I needed to stop the inserting here when it was finishing, but it inserted more than 100k authors, almost 1M books and almost 2M m2m rows:

In [1]: Author.objects.count()
Out[1]: 100100

In [2]: Book.objects.count()
Out[2]: 990200

In [3]: Book.author.through.objects.count()
Out[3]: 1980400

Now, we can finally check the total sizes of testapp’s indexes:

mydb=# SELECT indexrelid::regclass AS index, pg_size_pretty(pg_relation_size(indexrelid)) AS size FROM pg_index WHERE indexrelid::regclass::text LIKE 'testapp_%';
                        index                        |  size   
-----------------------------------------------------+---------
 testapp_author_pkey                                 | 2208 kB
 testapp_book_pkey                                   | 21 MB
 testapp_book_author_pkey                            | 42 MB
 testapp_book_author_book_id_author_id_ae92da66_uniq | 42 MB
 testapp_book_author_author_id_657c9727              | 42 MB
 testapp_book_author_book_id_e2a2a45a                | 42 MB

So, for 2M relationships, we have 42MB of wasted space in testapp_book_author_book_id_e2a2a45a.

I’ve been working on projects including tables with 10x this size in rows.
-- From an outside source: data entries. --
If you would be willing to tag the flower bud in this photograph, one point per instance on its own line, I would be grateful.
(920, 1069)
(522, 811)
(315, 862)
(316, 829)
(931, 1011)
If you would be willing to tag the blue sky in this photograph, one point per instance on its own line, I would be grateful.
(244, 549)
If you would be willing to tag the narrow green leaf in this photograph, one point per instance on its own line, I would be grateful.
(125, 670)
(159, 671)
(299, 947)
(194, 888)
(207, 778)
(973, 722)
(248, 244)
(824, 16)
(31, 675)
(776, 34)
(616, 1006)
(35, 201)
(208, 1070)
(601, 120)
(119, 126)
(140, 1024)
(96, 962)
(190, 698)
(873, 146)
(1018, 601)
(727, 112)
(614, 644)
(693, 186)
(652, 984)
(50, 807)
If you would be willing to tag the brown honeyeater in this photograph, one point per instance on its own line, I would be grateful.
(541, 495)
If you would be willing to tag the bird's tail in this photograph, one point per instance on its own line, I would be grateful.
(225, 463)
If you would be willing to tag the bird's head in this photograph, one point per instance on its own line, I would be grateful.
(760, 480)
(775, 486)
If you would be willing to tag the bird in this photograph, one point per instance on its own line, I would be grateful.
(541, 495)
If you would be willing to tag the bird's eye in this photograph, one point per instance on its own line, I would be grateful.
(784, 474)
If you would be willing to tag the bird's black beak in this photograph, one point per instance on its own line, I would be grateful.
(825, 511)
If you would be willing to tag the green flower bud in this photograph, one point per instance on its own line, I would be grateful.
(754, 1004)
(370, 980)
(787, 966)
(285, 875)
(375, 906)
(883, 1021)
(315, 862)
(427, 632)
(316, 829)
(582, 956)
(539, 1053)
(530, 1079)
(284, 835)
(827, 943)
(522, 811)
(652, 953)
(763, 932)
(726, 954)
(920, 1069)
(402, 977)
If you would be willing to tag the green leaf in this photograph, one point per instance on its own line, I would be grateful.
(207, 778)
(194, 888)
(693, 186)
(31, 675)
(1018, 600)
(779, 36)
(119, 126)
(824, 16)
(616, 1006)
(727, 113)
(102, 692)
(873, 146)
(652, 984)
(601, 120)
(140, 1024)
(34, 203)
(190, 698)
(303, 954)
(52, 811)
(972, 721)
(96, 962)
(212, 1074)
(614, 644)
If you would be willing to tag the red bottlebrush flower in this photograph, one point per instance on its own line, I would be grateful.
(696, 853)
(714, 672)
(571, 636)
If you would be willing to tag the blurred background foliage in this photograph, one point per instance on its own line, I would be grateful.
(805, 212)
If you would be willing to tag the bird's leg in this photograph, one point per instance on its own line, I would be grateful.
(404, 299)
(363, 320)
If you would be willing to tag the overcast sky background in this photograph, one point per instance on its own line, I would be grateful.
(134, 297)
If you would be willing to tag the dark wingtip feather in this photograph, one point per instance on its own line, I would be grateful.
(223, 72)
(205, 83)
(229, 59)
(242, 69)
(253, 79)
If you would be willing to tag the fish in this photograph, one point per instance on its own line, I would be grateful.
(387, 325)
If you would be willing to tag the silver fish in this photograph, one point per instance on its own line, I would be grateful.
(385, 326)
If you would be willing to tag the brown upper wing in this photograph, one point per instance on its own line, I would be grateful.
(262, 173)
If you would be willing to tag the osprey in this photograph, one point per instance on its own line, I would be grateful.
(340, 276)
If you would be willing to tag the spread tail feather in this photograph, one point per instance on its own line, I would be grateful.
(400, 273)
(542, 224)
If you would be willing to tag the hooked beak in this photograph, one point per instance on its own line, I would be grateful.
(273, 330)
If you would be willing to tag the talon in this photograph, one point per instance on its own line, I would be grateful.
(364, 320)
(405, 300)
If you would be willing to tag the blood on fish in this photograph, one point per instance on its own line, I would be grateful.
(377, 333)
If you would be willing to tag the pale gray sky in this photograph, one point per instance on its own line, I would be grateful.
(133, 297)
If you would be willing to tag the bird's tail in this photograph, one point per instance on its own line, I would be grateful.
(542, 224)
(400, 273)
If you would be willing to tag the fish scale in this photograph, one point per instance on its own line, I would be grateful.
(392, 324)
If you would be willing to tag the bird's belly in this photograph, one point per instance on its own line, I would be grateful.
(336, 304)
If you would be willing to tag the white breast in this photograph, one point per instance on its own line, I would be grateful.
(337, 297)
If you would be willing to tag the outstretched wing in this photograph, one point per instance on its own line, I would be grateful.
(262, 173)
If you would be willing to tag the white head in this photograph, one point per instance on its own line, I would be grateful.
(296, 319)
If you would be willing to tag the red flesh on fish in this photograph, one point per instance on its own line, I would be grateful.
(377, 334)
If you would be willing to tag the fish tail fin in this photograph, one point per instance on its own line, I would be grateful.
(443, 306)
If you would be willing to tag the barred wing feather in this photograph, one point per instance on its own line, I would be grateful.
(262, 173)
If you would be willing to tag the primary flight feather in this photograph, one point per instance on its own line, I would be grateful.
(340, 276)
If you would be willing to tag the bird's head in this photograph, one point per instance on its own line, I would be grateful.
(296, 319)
The cost per database GB in Heroku PostgreSQL, for instance, goes from 1.28 USD to 2.34 USD, depending on the plan. With this optimization, not only the cost will be lower, but also the insert time (I have some tasks bulk inserting millions of rows per day).

Fixing the problem (Optimizing ManyToManyField)

I’ve read the related Django code and think I have a simple solution. I’m willing to create a pull request optimizing this, but don’t know if and how I should I proceed. Should I create a ticket on code.djangoproject first or the pull request directly?

1 Like